Outsourcing has become an extremely popular business formula in the highly competitive world, over the past decade. It is a business strategy, through which an organization contracts out key tasks to service providers, for achieving a business solution. In the present era, every other sector leverages outsourcing policies in some form or the other. The financial and banking sector is also not lagging behind. Amplifying competition in the banking sector has compelled banks to outsource some of their activities.
In 2005 the Reserve Bank of India (RBI) drafted the ‘Outsourcing’ policy which mentions the usage of third party in the Indian banking sector. This ‘third party’ is defined as either an associated body within a corporate group or an external entity, which can execute operations on a continuing basis. By outsourcing activities, banks can shrink its risk by assigning activities to others with better capabilities and scale to manage the associated risk. Since then, the Indian banks have started outsourcing their services to be on the top of the race. This blog concentrates around the outsourcing challenges faced by Indian banks and what measures can be taken to avoid it.
Indian banks mostly outsource non-core services. This includes conserving and managing of software and hardware, maintaining data centers, supporting software application, disaster management and smooth execution of ATM networks across the country. Non-core support services such as help-desk support, call-support services, credit card processing, ATM Cash replacement, loan servicing, data mining, etc., are taken care of through outsourcing. Lately, Axis Bank has outsourced its technical services. Often a team of professionals looks after the performance of ATM from a distant center and externally supports the banks through their domain expertise. The public sector banks of India are also not untouched by the policy of outsourcing. Bank of India (BoI) signed an outsourcing contract with India Switch Company in 2002. State Bank of India (SBI) outsources its networking services of ~1,500 branches and ~3,000 ATMs to Data craft. Similarly, Yes Bank, a private bank has signed an outsourcing deal with Wipro InfoTech. Thus, Indian banks outsource in order to enhance efficiency by reducing cost, and focus more on core banking. Indian banks save around 30-40% through outsourcing compared to any other captive outsourcing units.
With the increasing outsourcing activities in the Indian banking sector, there lies inherent risks that needs to be identified and requires attention for risk mitigation. A huge section of banks creates in-house working center, known as Captive BPO’s. These Captive BPOs are like small firms that create their own delivery center internally at a fixed cost. The first and foremost risk associated with such a process is security. There must be a complete security mechanism to deal with the huge amount of data that are available with them. Over reliance on such centers can lead to leakage of important information and eventually, loss of control over the business. Insufficient knowledge to supervise the service provider, poor service from the third party, third party practices not in line with listed bank practices, operational risk from the service provider’s end, insufficient financial capability to fulfill requirements, inappropriate credit assessments, are some of the most commonly associated risks. Additionally, political, social climate and complex business continuity planning bring out further challenges.
To overcome the challenges, the banks should not enter into an agreement with the service provider where there might be a clash of interests.

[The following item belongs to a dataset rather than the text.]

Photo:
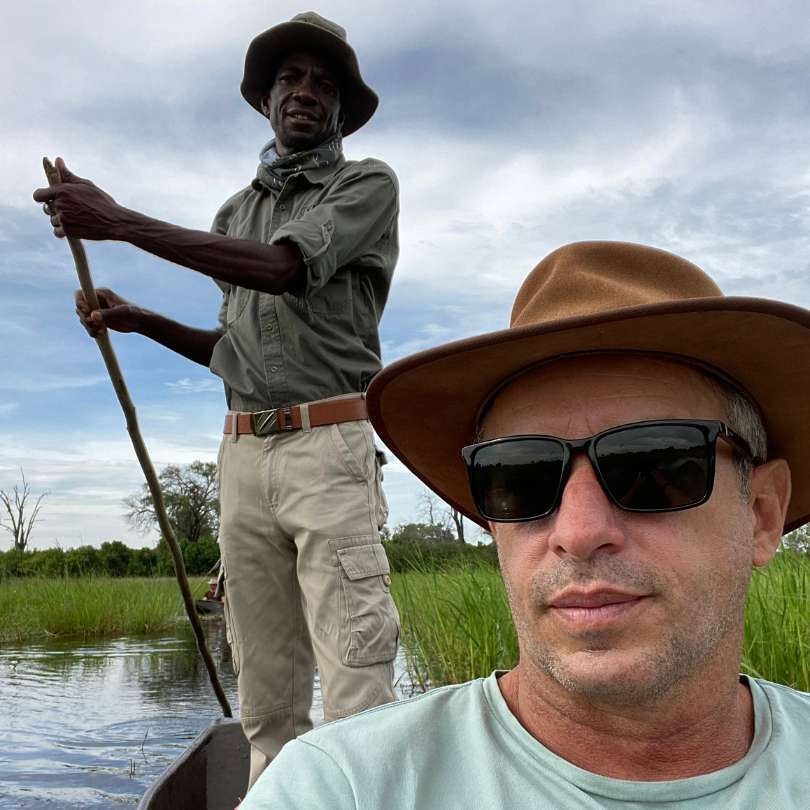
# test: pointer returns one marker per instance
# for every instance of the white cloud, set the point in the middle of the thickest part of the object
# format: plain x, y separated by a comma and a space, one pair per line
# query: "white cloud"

Adequate control over the service provider is highly essential. Crucial activities which includes, account opening, sanctioning loans, investment portfolio management, should never be outsourced. The bank should ensure that the service provider does not leak information or data such as asset records, deposits and withdrawals. A service provider or third party should not have a stake in the bank. Additionally, the senior management should be bestowed with powers to evaluate the risks involved in outsourcing and a board should be responsible for its approval. The board should intermittently review the outsourcing arrangement and keep a check on its relevance. The capabilities of the service provider should be evaluated and made sure that they match the expected standard of the bank. The third party should only be involved after sufficient research. It is advisable not to let the concentration of outsourcing activities with a single provider by a large number of banks. Finally, due diligence along with adequate legal help is required for drafting the contract with the third party.